It is known that epidemiological systems can experience a bifurcation delay, which describes the transient trajectory of an epidemic as its attracting equilibrium changes. One consequence of bifurcation delays is that the time for a large outbreak to settle to its equilibrium even after crossing Rt > 1 can be considerable. Dibble et al. (2016) studied bifurcation delays for disease emergence, and Figure 4 indeed shows that it takes a while for the system to show a significant rise in cases even after Rt > 1 (see Hungary in Figure 2, for a possible example with regards to COVID-19).

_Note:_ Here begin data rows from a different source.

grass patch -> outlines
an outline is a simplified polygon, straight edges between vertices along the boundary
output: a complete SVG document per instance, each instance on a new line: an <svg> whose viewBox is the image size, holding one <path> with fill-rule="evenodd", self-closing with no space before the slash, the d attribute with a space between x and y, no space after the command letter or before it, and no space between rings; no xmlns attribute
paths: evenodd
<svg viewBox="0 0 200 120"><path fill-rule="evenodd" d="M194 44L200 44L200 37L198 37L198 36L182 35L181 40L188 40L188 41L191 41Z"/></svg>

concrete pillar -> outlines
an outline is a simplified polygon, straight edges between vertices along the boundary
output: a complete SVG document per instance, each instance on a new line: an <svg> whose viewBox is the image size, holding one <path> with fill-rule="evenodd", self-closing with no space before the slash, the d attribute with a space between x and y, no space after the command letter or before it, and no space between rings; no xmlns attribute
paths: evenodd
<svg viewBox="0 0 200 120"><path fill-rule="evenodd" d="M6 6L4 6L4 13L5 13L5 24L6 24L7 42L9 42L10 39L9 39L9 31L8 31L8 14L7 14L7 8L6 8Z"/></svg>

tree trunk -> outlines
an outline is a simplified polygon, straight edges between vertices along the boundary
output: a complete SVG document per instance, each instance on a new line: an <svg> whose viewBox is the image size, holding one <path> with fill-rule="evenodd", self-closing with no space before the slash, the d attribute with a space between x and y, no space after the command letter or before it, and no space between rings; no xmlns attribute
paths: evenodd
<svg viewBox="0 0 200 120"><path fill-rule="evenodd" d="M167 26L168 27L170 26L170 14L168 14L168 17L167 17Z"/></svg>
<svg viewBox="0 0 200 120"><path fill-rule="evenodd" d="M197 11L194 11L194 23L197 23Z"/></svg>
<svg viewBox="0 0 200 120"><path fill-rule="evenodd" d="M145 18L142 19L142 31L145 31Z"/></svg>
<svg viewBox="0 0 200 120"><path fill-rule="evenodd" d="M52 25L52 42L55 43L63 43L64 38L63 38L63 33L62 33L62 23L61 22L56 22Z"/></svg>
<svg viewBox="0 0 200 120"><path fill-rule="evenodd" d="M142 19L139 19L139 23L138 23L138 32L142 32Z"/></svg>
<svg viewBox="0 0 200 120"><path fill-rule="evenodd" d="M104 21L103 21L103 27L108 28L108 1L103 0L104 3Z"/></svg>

As can be seen in Figure 4, a bifurcation delay also occurs for disease elimination. In particular, for Rt < 1 the disease is not endemic and the stable equilibrium consists of a number of new cases that depends on the rate of at which cases are imported. There is, however, a substantial delay between the point at which Rt < 1 for the first time and a low number of newly reported cases. This means that early warning indicators computed immediately from the period after Rt first declines to less than 1, are tracking a transient far from equilibrium and thus do not provide information about the return rate to equilibrium from small perturbations, i.e. the phenomenon of critical slowing down.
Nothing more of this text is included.